Software version/settings

Note

Freebayes (https://github.com/ekg/freebayes) (version v1.1.0-54-g49413aa; date 15.01.2018)

–min-mapping-quality: excludes read alignments from analysis if they have a mapping quality less than Q (–min-mapping-quality 20)

—min-base-quality: excludes alleles from iSNV analysis if their supporting base quality is less than Q (–min-base-quality 20)

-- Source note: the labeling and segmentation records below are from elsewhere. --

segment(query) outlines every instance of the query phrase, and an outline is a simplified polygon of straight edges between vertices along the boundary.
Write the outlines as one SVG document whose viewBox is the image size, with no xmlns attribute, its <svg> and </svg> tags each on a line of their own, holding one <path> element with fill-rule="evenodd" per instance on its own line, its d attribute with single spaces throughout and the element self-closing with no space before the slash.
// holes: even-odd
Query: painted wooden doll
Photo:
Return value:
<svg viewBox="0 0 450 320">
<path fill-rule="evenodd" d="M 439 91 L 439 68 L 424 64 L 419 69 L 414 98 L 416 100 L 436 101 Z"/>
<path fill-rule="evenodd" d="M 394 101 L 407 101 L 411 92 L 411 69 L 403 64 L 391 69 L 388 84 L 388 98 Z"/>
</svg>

–min-coverage: requires at least 100-fold of coverage to process a site (–min-coverage 100)

—min-alternate-count: require at least 10 reads supporting an alternate allele within a single individual in order to evaluate the position (–min-alternate-count 10)

–min-alternate-fraction: defines the minimum intra-host frequency of the alternate allele to be assumed (–min-alternate-fraction 0.01). This frequency is contingent on the depth of coverage of each processed site since min-alternate-count is set to 10, i.e., the identification of iSNV sites at frequencies of 10%, 2% and 1% is only allowed for sites with depth of coverage of at least 100-fold, 500-fold and 1000-fold, respectively.